By Nick Hoobin
The gift manifested itself in outbursts at the most inopportune times. The keyboard, from the lightest of taps, crumbled into pieces after a confrontation with the manager. Then the door flew off its hinges at the conclusion of an already awkward job interview. Whispers of gossip could be heard over the sounds of cash registers and the feeling of anxiety became an engulfing haze. True friends were turned away as the fear of hurting others turned into the fear of leaving the apartment. The downward spiral began and the lowest, most vulnerable point was reached. After all hope was thought lost, with true symbolism, the complex burned and the fear turned into heroism as the child was rescued from a scorched fate. A hero emerged from the fire; a hero destined to do great things, a hero with a backstory that fulfills the expectations of the superhero genre.

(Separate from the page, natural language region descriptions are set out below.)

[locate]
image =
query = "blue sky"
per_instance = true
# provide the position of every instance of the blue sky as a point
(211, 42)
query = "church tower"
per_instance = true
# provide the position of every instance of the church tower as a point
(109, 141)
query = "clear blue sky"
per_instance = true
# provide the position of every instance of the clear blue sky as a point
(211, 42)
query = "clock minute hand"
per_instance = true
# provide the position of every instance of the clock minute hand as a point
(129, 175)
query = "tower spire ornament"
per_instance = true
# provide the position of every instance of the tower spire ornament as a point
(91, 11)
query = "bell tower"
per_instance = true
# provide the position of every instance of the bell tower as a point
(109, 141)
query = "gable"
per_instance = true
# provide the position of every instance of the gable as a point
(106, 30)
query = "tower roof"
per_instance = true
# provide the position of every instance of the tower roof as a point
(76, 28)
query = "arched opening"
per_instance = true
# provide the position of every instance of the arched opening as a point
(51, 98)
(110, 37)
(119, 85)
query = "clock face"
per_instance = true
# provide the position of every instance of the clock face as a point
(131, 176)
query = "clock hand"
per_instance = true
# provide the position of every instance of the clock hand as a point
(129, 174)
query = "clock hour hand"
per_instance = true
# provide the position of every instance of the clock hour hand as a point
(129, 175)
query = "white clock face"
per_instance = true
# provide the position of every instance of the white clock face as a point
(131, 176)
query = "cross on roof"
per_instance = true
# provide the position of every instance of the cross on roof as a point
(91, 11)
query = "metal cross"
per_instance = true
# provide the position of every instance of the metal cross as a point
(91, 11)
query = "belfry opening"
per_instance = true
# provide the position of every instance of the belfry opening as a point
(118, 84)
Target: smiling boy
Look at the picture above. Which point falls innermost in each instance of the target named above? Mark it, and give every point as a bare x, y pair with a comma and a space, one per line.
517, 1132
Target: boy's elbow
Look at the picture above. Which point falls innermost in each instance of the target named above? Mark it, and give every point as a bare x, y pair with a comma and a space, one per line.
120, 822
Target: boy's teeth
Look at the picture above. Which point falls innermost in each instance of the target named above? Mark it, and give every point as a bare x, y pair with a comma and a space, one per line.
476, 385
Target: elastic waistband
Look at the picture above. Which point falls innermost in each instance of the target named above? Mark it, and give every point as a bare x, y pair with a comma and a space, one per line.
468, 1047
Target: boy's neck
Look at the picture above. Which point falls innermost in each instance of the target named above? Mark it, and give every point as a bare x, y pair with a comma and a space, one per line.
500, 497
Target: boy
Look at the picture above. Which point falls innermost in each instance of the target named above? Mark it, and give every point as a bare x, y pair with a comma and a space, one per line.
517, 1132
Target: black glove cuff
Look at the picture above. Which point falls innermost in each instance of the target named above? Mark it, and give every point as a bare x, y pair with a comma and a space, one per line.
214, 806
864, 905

What followed was scripted by the collective imagination of comic book connoisseurs. The villains and stakes started small: fires, robberies, kidnappings. An orphan child became the sidekick. Conveniently, more villains appeared after the last one was struck down, each with their own hero, familiar backstory, and tagalong. The super team assembled to counter the rogue’s gallery only to be sidetracked by rising patriotism and the sounds of a quickly escalating war. A war that only ended after the onset of an alien invasion. The genre’s tropes turned to-do list, checked off at a convenient, digestible pace.
What was left was a hero without freedom, a hero weighed down by society’s expectations. Every action, motivation, and story dictated by others, a machine, not a person. A machine driven by the expectation that a hero will always save the day. What was left was a hero with the desire to break free from those expectations. A hero with a new villain: society itself.